A May 1 vaccination clinic gears up at Reservoir Church in North Cambridge. (Photo: Marc Levy)

New coronavirus cases have declined to a trickle and well more than half the city’s population have been fully vaccinated against Covid-19. Cambridge will end its mask mandate this weekend and its state of emergency on June 15, after 15 months. Yet public health officials and scientists aren’t ready to declare an end to the pandemic that has upended ordinary life here and killed 123 residents.

At the City Council’s most recent meeting Tuesday, City Manager Louis A. DePasquale called the situation “a turning point in this pandemic.” Chief public health officer Claude Jacob said the city is lifting the mask requirements “at the moment” and will continue to track Covid-19 cases. “If there are any concerning developments occurring, just know that we continue to monitor the situation,” he said.

The city’s Expert Advisory Panel of scientists wasn’t endorising a rest. “The panel agreed that the most important thing now is to build and reinforce confidence in the safe resumption of regular activities, while continuing to recognize that the pandemic is not completely over and risks persist for some groups,” notes of the group’s May 12 meeting said. They are the most recent minutes posted publicly by the city.

“The fatigue is real, but also the need to maintain focus and vigilance to get us through the end of the year is also very real,” the notes said. Covid-19 may well become a seasonal virus like the flu, and if it does, changing public messaging to align with that shift will be “a huge challenge this fall and over the next few years,” the notes said.

The panel itself will hold its final meeting June 9, city spokesman Lee Gianetti said. The group was scheduled to have its next to last meeting Wednesday and hear from representatives of Biobot, the company analyzing city sewage for Covid-19, about the prospect of tracking variants of the virus. The scientists, who volunteered their time weekly last year and every two weeks more recently, have met since March 24, 2020.

The state will still require people to wear masks on public and private transit, in health care settings such as hospitals and doctors’ offices, and in congregate sites, including nursing homes and assisted living centers, group homes, homeless shelters and prisons and jails. Cambridge public health commissioner Assaad Sayah, who also heads the Cambridge Health Alliance, recommended that youths who are not vaccinated continue to wear masks while playing sports, at least until June 15.

On the other hand, the end of the mask mandate leaves individual businesses free to adopt their own policies. Trader Joe’s, Whole Foods, Target and Walgreen’s will drop mask requirements for customers and maintain them for workers, according to news reports and company websites.

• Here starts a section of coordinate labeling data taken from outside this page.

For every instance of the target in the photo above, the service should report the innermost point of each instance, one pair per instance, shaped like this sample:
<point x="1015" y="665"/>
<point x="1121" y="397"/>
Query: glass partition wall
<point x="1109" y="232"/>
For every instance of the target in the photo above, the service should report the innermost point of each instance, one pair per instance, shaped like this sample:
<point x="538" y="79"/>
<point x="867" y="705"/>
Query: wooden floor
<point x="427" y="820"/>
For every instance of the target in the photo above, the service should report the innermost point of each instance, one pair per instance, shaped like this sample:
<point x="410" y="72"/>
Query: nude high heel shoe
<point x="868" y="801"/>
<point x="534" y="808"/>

Case rate and vaccinations slow

The average number of new confirmed cases per 100,000 population over the past seven days was just 0.8 cases on Thursday, about the same as in early July 2020 during last year’s lull. The count of new cases, as opposed to the average rate, has stayed in the single digits for most of May.

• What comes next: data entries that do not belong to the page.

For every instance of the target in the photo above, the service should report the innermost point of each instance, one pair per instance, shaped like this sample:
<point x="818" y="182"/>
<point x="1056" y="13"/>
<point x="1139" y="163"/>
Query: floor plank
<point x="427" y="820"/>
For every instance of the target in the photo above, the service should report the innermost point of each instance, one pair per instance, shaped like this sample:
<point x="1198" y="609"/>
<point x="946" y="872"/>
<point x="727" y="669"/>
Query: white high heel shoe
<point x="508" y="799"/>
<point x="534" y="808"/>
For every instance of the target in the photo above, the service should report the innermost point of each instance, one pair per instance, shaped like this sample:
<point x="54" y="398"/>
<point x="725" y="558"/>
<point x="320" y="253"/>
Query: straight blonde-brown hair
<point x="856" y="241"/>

At the same time, the pace of vaccinations is slowing. Notes from the experts’ May 12 meeting said the city’s walk-up vaccination clinics were serving about 130 people over five days, “which is a steep decline from earlier clinics.” Residents may be getting vaccinated elsewhere; Jacob told councillors Tuesday that the percentage of residents under age 20 with at least one dose had climbed sharply, to 43 percent from 14 percent in just one week. But in the next week, which ended Tuesday, it rose more slowly, to 47 percent.

Overall, 69 percent of Cambridge residents had received at least one dose as of Tuesday and 57 percent were fully vaccinated, according to the state Department of Public Health weekly vaccination report.

The picture is mixed. The Cambridge Health Alliance had 400 doses for a vaccination clinic at Cambridge Rindge and Latin School this week, and 142 students had signed up for a shot as of Tuesday, Jacob said. According to a weekly report May 20, the Cambridge Public Health Department had used all the Moderna vaccine received from the state but only 46 percent of the Johnson & Johnson vaccine, which requires only one dose for full vaccination. Notes from the Expert Advisory Panel meeting said the city was transferring some vaccine to ProEMS, the city’s emergency medical services provider, to administer in nursing homes and other long-term care facilities.

The vast majority of long-term care residents have been vaccinated, but vaccination rates among workers are lower. The state Department of Public Health has ordered facilities to report the rates but is not disclosing them on its public dashboard.